This Request for Supplier Qualification is to solicit information from interested proponents seeking to provide the services of a highly qualified Clean Room vendor with substantial experience in the design/construction of modular clean rooms for the pharmaceutical and/or radiopharmaceutical industry. This RFSQ process will remain open until cancelled by McMaster.
McMaster is in the planning stages of a project to construct modular clean rooms within a larger fit-out for handling and processing of radioactive labelled pharmaceuticals.
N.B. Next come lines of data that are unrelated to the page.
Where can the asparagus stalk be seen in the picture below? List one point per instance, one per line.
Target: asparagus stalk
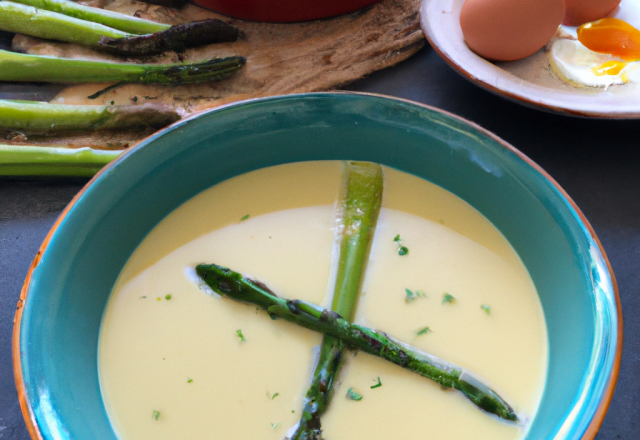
(29, 160)
(375, 342)
(178, 38)
(18, 18)
(40, 23)
(358, 211)
(111, 19)
(43, 118)
(37, 68)
(178, 4)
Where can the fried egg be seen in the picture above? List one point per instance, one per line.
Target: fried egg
(580, 66)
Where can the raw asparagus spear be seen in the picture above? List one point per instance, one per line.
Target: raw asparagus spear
(177, 38)
(18, 18)
(178, 4)
(358, 212)
(23, 67)
(29, 160)
(43, 118)
(235, 286)
(40, 23)
(111, 19)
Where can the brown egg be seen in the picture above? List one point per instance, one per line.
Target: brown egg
(583, 11)
(506, 30)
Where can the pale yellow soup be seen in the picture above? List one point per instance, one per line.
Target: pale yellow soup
(173, 366)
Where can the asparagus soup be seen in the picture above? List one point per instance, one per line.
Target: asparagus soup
(176, 361)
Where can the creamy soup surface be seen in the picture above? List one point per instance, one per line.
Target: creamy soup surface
(172, 363)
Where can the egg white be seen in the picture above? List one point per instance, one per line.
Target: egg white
(574, 63)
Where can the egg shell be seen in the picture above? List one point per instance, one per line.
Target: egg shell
(506, 30)
(583, 11)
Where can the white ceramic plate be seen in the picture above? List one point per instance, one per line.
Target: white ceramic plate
(529, 81)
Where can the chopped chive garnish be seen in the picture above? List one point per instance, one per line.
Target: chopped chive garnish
(413, 295)
(351, 394)
(410, 295)
(447, 298)
(402, 250)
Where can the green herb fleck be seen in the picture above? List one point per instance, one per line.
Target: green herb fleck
(351, 394)
(413, 295)
(410, 295)
(447, 298)
(402, 250)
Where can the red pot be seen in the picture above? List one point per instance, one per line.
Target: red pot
(281, 11)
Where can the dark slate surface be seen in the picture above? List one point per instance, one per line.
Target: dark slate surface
(597, 162)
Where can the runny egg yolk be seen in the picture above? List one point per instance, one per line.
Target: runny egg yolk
(612, 36)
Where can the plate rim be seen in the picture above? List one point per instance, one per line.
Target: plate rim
(609, 388)
(490, 77)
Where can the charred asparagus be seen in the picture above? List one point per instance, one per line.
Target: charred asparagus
(358, 212)
(43, 118)
(235, 286)
(22, 67)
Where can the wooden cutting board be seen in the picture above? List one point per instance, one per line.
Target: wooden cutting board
(281, 59)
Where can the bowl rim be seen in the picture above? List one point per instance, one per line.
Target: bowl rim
(608, 391)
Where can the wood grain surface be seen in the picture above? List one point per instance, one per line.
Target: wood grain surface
(281, 59)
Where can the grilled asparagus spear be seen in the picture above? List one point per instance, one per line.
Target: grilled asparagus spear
(233, 285)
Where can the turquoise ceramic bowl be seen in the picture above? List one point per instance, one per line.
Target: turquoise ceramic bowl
(58, 319)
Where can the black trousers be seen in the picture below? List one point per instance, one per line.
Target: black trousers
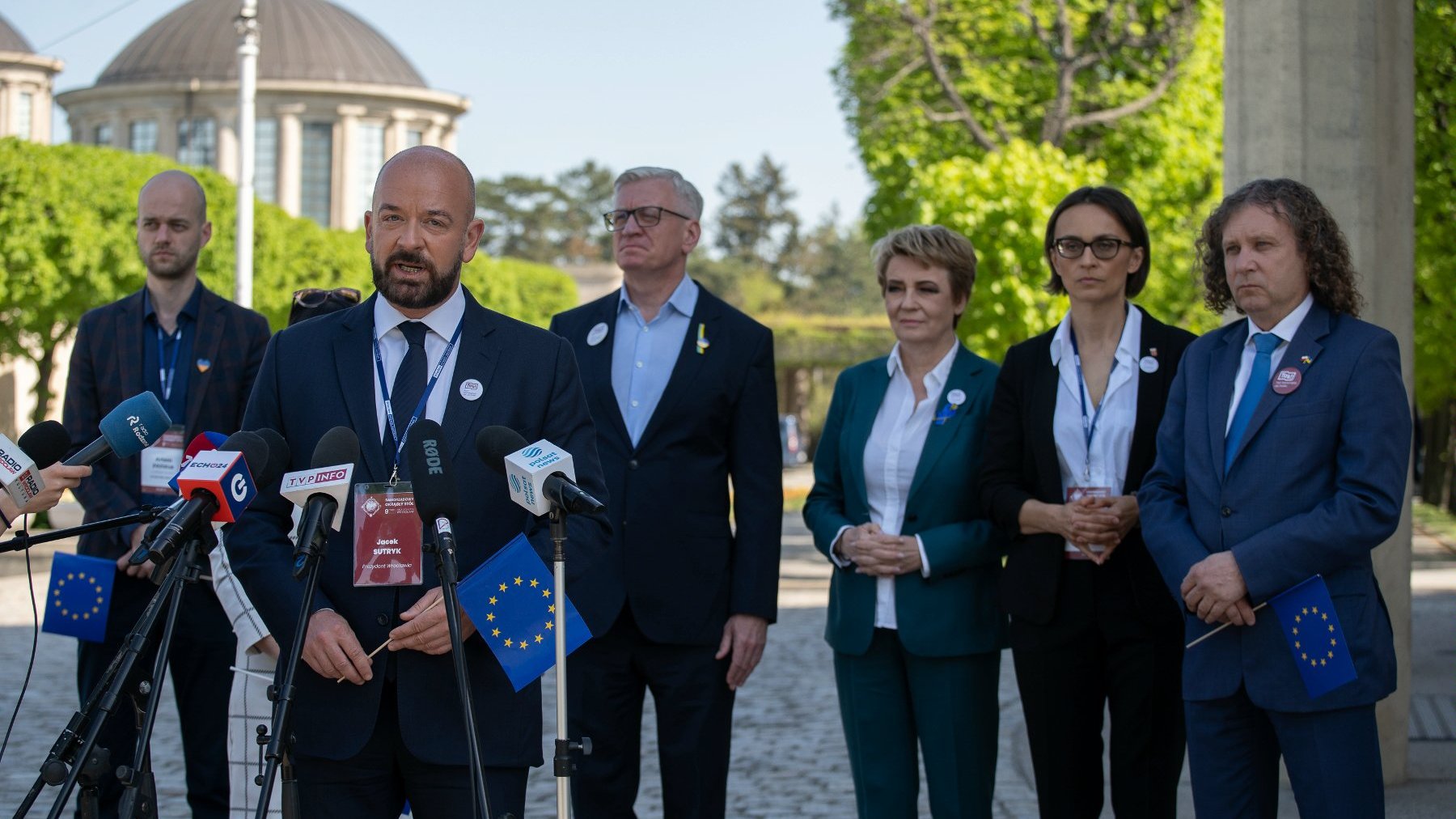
(607, 682)
(376, 782)
(203, 649)
(1103, 646)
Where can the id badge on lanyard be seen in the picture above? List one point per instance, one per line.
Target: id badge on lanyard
(387, 535)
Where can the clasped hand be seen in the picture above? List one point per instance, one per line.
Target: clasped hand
(878, 554)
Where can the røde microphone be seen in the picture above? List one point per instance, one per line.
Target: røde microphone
(320, 490)
(218, 486)
(133, 426)
(540, 475)
(21, 462)
(437, 499)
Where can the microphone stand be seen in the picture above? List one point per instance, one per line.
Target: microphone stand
(102, 702)
(449, 571)
(562, 764)
(27, 540)
(277, 746)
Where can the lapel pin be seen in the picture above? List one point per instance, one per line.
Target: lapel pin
(1288, 380)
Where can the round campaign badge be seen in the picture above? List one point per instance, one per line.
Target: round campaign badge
(1288, 380)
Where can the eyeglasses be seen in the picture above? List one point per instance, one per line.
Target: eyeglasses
(313, 296)
(1104, 248)
(647, 216)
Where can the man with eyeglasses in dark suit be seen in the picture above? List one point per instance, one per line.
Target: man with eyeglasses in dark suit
(682, 393)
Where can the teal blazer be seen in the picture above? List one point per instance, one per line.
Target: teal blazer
(953, 611)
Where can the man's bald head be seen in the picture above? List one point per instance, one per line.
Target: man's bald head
(176, 184)
(431, 158)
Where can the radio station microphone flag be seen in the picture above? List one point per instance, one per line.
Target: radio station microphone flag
(79, 598)
(513, 604)
(1308, 618)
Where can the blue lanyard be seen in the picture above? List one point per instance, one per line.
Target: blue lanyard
(169, 373)
(424, 398)
(1088, 424)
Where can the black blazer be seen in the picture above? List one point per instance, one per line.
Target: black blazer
(675, 555)
(1021, 465)
(108, 367)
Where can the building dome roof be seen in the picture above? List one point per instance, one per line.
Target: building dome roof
(298, 40)
(12, 40)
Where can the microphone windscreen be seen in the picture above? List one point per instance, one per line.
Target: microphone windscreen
(254, 449)
(134, 424)
(494, 443)
(45, 443)
(430, 471)
(277, 456)
(336, 448)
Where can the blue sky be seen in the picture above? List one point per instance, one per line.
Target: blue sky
(551, 83)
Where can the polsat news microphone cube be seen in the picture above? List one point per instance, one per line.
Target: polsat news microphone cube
(225, 475)
(527, 468)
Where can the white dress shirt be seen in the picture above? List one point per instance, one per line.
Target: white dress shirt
(1106, 462)
(392, 347)
(891, 456)
(1285, 329)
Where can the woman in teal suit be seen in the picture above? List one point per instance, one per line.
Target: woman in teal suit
(912, 611)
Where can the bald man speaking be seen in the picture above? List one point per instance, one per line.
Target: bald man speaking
(421, 343)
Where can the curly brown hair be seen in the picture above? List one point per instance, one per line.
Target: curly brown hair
(1332, 278)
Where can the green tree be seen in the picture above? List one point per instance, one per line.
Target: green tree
(964, 108)
(1434, 296)
(756, 223)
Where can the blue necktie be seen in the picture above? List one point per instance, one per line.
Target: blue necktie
(409, 382)
(1264, 343)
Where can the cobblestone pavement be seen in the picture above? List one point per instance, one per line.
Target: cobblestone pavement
(788, 755)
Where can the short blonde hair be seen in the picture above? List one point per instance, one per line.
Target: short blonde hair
(931, 245)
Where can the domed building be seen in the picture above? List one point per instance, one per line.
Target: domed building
(335, 100)
(25, 87)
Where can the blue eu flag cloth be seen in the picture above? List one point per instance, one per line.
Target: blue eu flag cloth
(513, 600)
(79, 598)
(1308, 617)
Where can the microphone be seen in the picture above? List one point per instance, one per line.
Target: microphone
(320, 490)
(133, 426)
(437, 499)
(21, 464)
(218, 486)
(204, 442)
(540, 475)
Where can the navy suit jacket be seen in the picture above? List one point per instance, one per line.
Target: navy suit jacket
(1317, 482)
(1021, 465)
(108, 367)
(675, 555)
(951, 613)
(320, 375)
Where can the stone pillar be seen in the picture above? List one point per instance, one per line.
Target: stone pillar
(1324, 92)
(345, 181)
(290, 158)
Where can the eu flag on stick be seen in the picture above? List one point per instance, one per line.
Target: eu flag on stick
(1308, 617)
(513, 600)
(79, 598)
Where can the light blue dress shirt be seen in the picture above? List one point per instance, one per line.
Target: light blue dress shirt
(644, 353)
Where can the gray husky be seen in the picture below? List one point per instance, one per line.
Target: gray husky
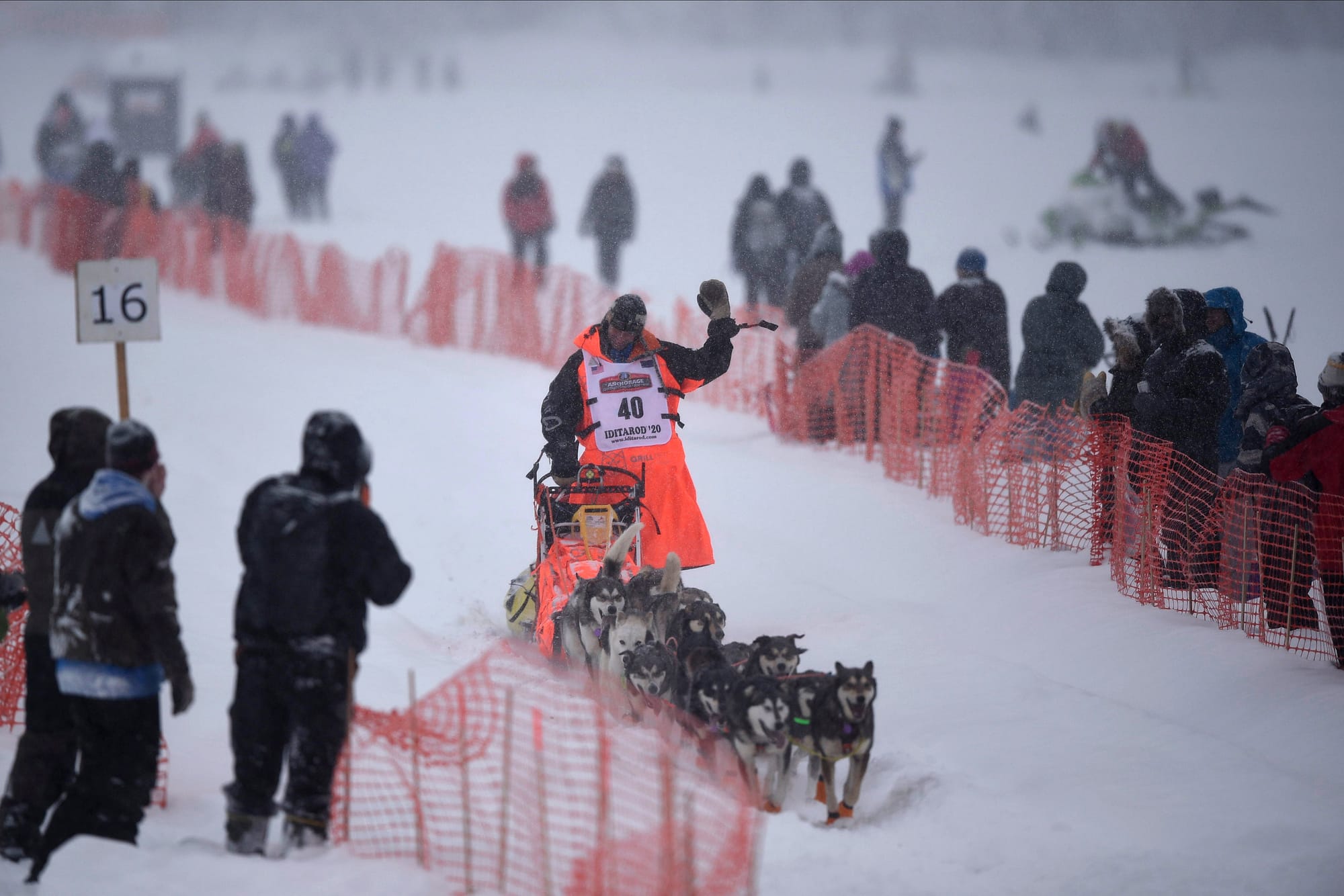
(596, 605)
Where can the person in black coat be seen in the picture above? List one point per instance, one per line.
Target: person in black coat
(610, 217)
(974, 314)
(1181, 400)
(894, 296)
(1060, 341)
(114, 655)
(45, 761)
(314, 557)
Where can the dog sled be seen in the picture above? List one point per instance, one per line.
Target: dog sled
(576, 526)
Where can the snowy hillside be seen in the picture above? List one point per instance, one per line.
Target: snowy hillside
(1037, 733)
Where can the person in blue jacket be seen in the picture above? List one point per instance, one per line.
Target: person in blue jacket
(1226, 326)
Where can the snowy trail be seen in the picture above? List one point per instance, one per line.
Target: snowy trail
(1038, 734)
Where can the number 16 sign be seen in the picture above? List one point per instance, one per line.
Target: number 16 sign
(118, 302)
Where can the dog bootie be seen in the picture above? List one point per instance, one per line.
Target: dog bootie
(245, 835)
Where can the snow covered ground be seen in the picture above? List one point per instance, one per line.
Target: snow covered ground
(1038, 734)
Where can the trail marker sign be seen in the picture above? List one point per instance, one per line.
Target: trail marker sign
(118, 302)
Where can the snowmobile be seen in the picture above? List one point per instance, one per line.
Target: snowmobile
(576, 525)
(1097, 210)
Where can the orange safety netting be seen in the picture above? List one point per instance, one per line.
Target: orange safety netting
(514, 778)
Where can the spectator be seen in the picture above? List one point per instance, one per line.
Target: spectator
(314, 154)
(830, 318)
(803, 209)
(61, 142)
(1060, 339)
(825, 257)
(1181, 398)
(610, 217)
(974, 314)
(759, 244)
(99, 178)
(894, 296)
(894, 169)
(284, 154)
(314, 557)
(1318, 451)
(45, 761)
(1228, 334)
(528, 213)
(112, 656)
(1269, 409)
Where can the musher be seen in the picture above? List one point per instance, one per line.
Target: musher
(619, 397)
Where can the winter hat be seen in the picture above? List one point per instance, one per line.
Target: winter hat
(335, 448)
(132, 448)
(972, 261)
(859, 263)
(1068, 279)
(628, 314)
(79, 439)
This Request for Supplier Qualification is to invite firms who have significant experience in the design, installation, commissioning and qualification of modular clean rooms, associated air locks, ancillary rooms, and the required HVAC systems to support such a facility, including supply air handling units, a nuclear exhaust system, and their respective control systems.
The constructed production rooms must provide an environment suitable for the GMP manufacturing of aseptic therapeutic radiopharmaceuticals for commercial distribution.
Vendors must have a demonstrated proficiency and understanding of the Canadian and international industry standards and regulations (FDA, HPFBI, EMA) for sterile pharmaceutical and radiopharmaceutical product GMP manufacturing, Canadian Nuclear Safety Commission regulations, and all local and national codes and standards for construction, commissioning and validation of the required facility and systems.
The anticipated size of the modular clean room production area is approximately 5,000-7,000 square feet.